The report by former World Bank chief economist Nicholas Stern said immediate international action to stabilize the greenhouse gas emissions that spur global warming would have economic benefits that would far outweigh the costs.

In an e-mailed statement, the White House Council on Environmental Quality said, "The US government has produced an abundance of economic analysis on the issue of climate change. The Stern Report is another contribution to that effort."

The statement from spokeswoman Kristen Hellmer said the United States is "well on track to meet the president's goal to reduce greenhouse gas intensity of our economy 18 percent by 2012."

The problem, said Annie Petsonk of Environmental Defense, is that this goal essentially requires only the status quo.

"This is just business as usual for this economy," Petsonk said by telephone. "The result is no reduction in America's total greenhouse gas emissions."

The United States is the biggest single source of greenhouse gas emissions in the world, producing 25 percent of greenhouse gases from 5 percent of the global population.

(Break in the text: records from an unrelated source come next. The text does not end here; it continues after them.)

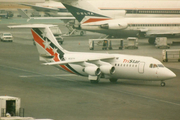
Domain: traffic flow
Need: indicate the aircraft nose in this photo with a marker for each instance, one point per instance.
(166, 74)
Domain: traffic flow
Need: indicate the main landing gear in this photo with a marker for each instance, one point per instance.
(163, 84)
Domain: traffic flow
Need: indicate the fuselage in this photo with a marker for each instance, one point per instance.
(133, 8)
(126, 67)
(126, 27)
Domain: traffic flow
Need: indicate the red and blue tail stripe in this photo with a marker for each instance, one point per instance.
(58, 56)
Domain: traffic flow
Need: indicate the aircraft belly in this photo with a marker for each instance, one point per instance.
(115, 32)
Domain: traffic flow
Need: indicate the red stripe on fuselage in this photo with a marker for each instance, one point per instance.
(96, 20)
(39, 40)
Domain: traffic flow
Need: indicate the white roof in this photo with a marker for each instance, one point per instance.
(32, 26)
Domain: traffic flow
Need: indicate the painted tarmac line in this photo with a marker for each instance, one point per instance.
(150, 98)
(61, 75)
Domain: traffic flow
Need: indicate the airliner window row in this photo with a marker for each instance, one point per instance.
(126, 65)
(159, 11)
(152, 25)
(155, 65)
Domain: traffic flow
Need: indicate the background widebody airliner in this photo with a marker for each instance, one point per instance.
(117, 7)
(96, 65)
(93, 19)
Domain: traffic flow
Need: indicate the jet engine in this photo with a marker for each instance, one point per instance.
(114, 26)
(92, 70)
(107, 69)
(114, 13)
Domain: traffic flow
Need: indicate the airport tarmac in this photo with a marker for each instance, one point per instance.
(46, 92)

"The United Kingdom is moving forward, the EU is moving forward, the developing countries are moving forward, where is the United States?" Petsonk said.

CAN-DO VS CAN'T DO

Britain is pushing for a framework outside the Kyoto Protocol, an agreement that sought to limit greenhouse gas emissions, that would include the United States and such major developing countries as China and India.

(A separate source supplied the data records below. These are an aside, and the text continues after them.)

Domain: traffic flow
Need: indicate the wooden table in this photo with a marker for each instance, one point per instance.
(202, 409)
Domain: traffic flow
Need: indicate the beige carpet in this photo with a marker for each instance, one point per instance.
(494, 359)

President George W. Bush pulled the United States out of the Kyoto agreement in part because he said it hit jobs.

Stern's report estimates that stabilizing greenhouse gases in the atmosphere will cost about 1 percent of annual global output by 2050. Inaction could cut global consumption per person by between 5 and 20 percent, the report said.

"If the Bush administration is truly on board with this then I think they need to put their money where their mouth is," said Brian Castelli, executive vice president of the Alliance to Save Energy, whose members include US power companies.

Castelli said there must be more investment in energy-efficient technologies, but added that US government budgets for this have dropped by 34 percent since 2002, from US$694 million to US$517 million budgeted for fiscal 2007, which amounts to about US$460 million in 2002 dollars, factoring in inflation.

"How are we going to square up the fact that we need more research, development and deployment dollars through the administration and the fact that they're on board with what the Stern report says (about) deploying those technologies?" Castelli said by telephone.

Dave Hamilton of the environmental group Sierra Club contrasted the Stern review with the White House message.

"We can actually make money by changing our tune here" to limit greenhouse gas emissions, Hamilton said in a telephone interview. "We can do it in a cost-effective way, we can do it in a way that improves our technology ... This is a very can-do report, when what we've heard from the White House is what we can't do."